上場企業の完全子会社化や非公開化の際によく用いられるこの手法について、、概要から、その目的やメリット・デメリット、さらに具体的な実行手法や手続きの流れまでを解説します。
スクイーズアウトとは?
スクイーズアウトとは企業が少数株主から強制的に株式を取得し、株主構成を整理する手法です。迅速な意思決定や経営の効率化を目的として、M&Aや事業承継の場面で活用されます。

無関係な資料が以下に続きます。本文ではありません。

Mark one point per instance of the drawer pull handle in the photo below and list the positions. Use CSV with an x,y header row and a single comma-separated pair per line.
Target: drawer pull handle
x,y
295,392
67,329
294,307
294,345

スクイーズアウトを実行するためには、通常、企業が議決権の3分の2以上を所有している必要があります。具体的な手法としては、株式併合や株式等売渡請求などがあり、状況に応じて適切な方法が選択されます。
スクイーズアウトの目的・メリット
スクイーズアウトには主に以下のような目的やメリットがあります。
・意思決定の迅速化
・長期的視点での経営
・株式の集約
・事務処理の削減
・株主代表訴訟リスクの削減
・連結納税制度の利用
意思決定の迅速化
少数株主を排除することで、株主総会での決議がスムーズに進み、重要な意思決定を迅速に行えます。これにより、ビジネスチャンスを逃さず、経営リスクの低減が可能です。
また、少数株主との意見対立や調整に費やす時間や労力を削減でき、経営資源をより効果的に活用できます。
長期的視点での経営
スクイーズアウトにより、経営陣が短期的な株価変動や少数株主の意見に左右されることなく、長期的な視点で経営戦略を策定・実行できるようになります。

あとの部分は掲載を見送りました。